News | New call on parliament to look again at introducing assisted dying laws

Terminally ill patient’s lawyer suggests framework for individuals with six months to live

11 January 2017

Lawyers for a man with terminal motor neurone disease have started judicial review proceedings claiming the government’s failure to amend the Suicide Act to allow assisted deaths unlawfully interferes with his article 8 rights.

Former social sciences teacher Noel Conway was diagnosed with the condition in November 2014 and is not expected to live beyond 2017. He relies on a ventilator for breathing at night and says he would prefer to finish his life surrounded by his family rather than travel to the Dignitas clinic in Switzerland.

Previous attempts to introduce assisted dying laws in the UK have failed but ‘a declaration of incompatibility with article 8 of the European Convention on Human Rights would force parliament to look at the issue again,’ the 67-year-old’s lawyer, solicitor Yogi Amin, told Solicitors Journal.

The Irwin Mitchell partner said the case will also propose a specific framework for patients suffering from a terminal illness who are within the last six months of the lives and medically certified as having capacity to make decisions.

The application is the latest in a line of cases seeking a change in the law, each with their own characteristics in respect of the applicant’s circumstances and the remedy sought.

In 2001, Diane Pretty sought assurances from the then director of public prosecutions, David Calvert-Smith QC, that her husband would not be prosecuted if he helped her take her life. He refused.

Pretty’s case went all the way to the European Court of Human Rights, where judges found the following year that her article 8 right had been engaged. The terminally ill motor neurone disease sufferer died a few weeks later.
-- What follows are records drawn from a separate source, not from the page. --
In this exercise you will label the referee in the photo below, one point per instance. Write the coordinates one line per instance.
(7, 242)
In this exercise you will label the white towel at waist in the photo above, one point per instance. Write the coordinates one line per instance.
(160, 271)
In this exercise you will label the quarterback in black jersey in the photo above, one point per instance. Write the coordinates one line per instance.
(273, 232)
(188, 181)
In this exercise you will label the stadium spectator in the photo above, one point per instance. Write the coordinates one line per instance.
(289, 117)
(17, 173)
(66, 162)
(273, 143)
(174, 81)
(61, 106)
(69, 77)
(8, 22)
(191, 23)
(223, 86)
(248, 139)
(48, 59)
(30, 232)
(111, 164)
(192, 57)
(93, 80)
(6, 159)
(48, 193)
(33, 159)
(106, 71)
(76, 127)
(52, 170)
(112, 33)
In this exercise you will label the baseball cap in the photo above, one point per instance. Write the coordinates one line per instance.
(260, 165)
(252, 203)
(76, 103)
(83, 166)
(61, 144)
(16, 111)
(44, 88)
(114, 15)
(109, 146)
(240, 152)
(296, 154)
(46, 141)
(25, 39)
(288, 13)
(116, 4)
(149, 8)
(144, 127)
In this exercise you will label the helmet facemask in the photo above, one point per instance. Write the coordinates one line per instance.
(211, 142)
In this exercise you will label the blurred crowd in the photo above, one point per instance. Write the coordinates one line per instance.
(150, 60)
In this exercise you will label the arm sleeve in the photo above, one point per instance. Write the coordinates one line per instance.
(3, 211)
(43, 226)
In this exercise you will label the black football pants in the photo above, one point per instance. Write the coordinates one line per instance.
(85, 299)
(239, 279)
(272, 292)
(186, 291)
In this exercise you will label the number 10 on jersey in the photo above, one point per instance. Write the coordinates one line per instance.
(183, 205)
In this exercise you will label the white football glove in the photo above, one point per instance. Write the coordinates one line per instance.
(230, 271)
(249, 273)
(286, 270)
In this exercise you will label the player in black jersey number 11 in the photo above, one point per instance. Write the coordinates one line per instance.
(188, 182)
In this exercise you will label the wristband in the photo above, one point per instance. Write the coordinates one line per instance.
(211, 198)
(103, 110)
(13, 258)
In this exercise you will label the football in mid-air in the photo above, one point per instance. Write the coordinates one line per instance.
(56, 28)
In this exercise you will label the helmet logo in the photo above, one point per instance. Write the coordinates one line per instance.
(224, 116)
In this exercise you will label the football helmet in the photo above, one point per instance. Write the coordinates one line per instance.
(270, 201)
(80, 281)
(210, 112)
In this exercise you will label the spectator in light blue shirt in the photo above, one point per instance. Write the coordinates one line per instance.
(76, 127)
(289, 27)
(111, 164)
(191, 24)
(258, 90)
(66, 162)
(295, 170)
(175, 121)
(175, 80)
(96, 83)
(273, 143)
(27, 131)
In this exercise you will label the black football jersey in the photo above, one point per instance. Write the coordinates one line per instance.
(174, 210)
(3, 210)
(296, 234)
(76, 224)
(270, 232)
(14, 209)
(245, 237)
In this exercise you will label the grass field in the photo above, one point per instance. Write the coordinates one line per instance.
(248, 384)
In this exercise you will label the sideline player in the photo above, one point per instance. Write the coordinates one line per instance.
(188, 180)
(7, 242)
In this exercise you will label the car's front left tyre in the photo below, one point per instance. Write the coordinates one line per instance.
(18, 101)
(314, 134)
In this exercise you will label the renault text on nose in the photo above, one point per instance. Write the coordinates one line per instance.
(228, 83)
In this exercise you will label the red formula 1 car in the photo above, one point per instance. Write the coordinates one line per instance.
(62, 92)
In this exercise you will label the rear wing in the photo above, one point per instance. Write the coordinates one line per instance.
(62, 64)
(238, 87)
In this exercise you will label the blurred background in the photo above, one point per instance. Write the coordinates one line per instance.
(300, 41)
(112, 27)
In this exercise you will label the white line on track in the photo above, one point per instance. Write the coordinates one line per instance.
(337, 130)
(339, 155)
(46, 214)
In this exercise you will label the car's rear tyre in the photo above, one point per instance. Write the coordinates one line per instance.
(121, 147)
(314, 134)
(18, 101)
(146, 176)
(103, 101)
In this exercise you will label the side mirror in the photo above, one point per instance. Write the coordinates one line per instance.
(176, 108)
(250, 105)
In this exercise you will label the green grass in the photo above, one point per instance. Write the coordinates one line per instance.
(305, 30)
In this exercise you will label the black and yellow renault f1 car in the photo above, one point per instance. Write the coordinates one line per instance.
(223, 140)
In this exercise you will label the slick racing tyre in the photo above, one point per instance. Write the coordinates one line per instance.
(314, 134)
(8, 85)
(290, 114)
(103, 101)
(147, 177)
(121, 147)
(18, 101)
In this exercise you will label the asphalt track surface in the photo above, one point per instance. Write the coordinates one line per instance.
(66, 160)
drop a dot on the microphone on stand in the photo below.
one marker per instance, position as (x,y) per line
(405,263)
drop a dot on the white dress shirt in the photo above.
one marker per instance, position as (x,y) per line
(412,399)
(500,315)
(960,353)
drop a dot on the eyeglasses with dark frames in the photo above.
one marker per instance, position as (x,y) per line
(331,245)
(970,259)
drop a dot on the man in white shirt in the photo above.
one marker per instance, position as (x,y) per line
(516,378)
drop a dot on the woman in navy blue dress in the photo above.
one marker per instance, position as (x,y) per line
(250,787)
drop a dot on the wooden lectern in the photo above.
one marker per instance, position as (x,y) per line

Ten years later, Debbie Purdy brought proceedings seeking to force the director of public prosecutions to issue specific guidelines. The new DPP, Ken Macdonald QC, refused. It took Purdy a trip to the Strasbourg court, followed by a ruling in her favour in the House of Lords, for the next DPP, Keir Starmer QC, to do so in February 2010.

These guidelines, which identify the specific factors prosecutors should consider when deciding whether to prosecute under the Suicide Act, are still applicable today, although they were challenged in the Nicklinson case.

Tony Nicklinson was paralysed from neck down following a stroke and unable to take his own life, but his diagnosis was not of terminal illness. Nicklinson, along with two other patients also suffering from locked-in syndrome, Paul Lamb and a man known only as Martin, lost in the Supreme Court in June 2014. However, the justices suggested that the DPP guidelines would likely be further challenged and that a declaration of incompatibility would be increasingly likely.

Two years ago, Lord Falconer championed a bill that would have legalised assisted dying subject to a number of conditions. These included a requirement that the patient suffers from an incurable illness and has been diagnosed as having less than six months to live, and that doctors are involved in the process.

Introduced before the Commons by Rob Marris, Labour MP for Wolverhampton South West, it was defeated by a 330-118 vote in September 2015.

Since then, however, a number of jurisdictions, including California and Canada, have enacted right-to-die legislation, said Amin, arguing that this could have some influence on the executive and on the courts as to what can be put in place. ‘It feeds into the consideration of whether the current lack of arrangements would be incompatible with individual rights,’ he said.

‘Our application will bring evidence on what could be available in a new legal framework with clear criteria and safeguards; it’s what the Supreme Court in the Nicklinson case said would be needed.’

The proposed criteria would require the patient to be an adult suffering from a terminal illness with six months to live or less; medical evidence confirming they have capacity to make the decision; evidence that their wishes were informed, clear, settled, and voluntary; the involvement of a doctor; and possibly confirmation by a High Court judge that these criteria have been met.

The application’s admissibility is expected to be considered in early February, with a full hearing in the spring. It is being privately funded with the support of the charity Dignity In Dying.

A separate application by a couple known only as J and V is being financed partly by crowdfunding. J is suffering from an aggressive form of cancer but has not been diagnosed as terminally ill. It is unclear whether the case will be brought.